By maintaining uniform cell distribution throughout long or complex print jobs, MagMix enables the fabrication of high-quality tissues with more consistent biological function. Because the device is compact, low-cost, customizable, and easily integrated into existing 3D printers, it offers a broadly accessible solution for laboratories and industries working toward reproducible engineered tissues for applications in human health including disease modeling, drug screening, and regenerative medicine.

This work was supported, in part, by the Safety, Health, and Environmental Discovery Lab (SHED) at MIT, which provides infrastructure and interdisciplinary expertise to help translate biofabrication innovations from lab-scale demonstrations to scalable, reproducible applications.

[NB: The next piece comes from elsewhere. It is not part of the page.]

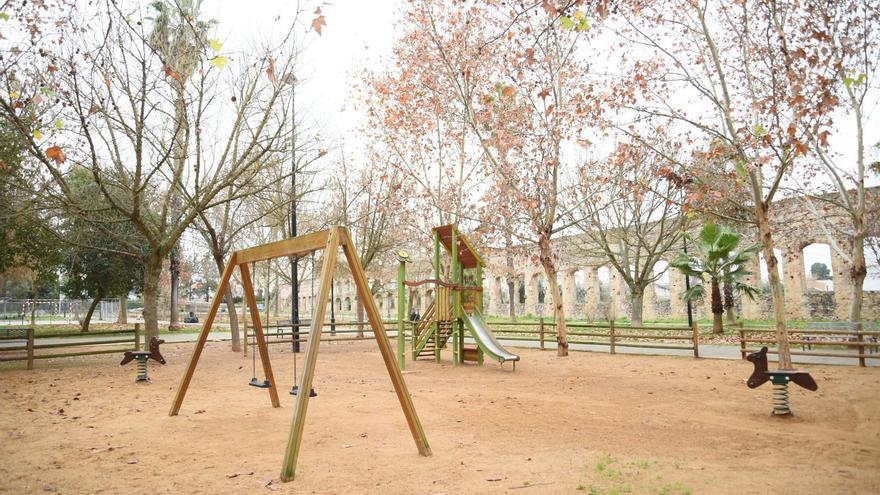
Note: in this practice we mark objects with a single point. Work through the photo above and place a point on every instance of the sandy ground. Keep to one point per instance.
(590, 423)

“At the SHED, we focus on accelerating the translation of innovative methods into practical tools that researchers can reliably adopt,” says Tolga Durak, the SHED’s founding director. “MagMix is a strong example of how the right combination of technical infrastructure and interdisciplinary support can move biofabrication technologies toward scalable, real-world impact.”

The SHED’s involvement reflects a broader vision of strengthening technology pathways that enhance reproducibility and accessibility across engineering and the life sciences by providing equitable access to advanced equipment and fostering cross-disciplinary collaboration.

“As the field advances toward larger-scale and more standardized systems, integrated labs like SHED are essential for building sustainable capacity,” Durak adds. “Our goal is not only to enable discovery, but to ensure that new technologies can be reliably adopted and sustained over time.”

The team is also interested in non-medical applications of engineered tissues, such as using printed muscles to power safer and more efficient “biohybrid” robots.

The researchers believe this work can improve the reliability and scalability of 3D bioprinting, making the potential impacts on the field of 3D bioprinting and on human health significant. Their paper, “Advancing Bioink Homogeneity in Extrusion 3D Bioprinting with Active In Situ Magnetic Mixing,” is available now from the journal Device.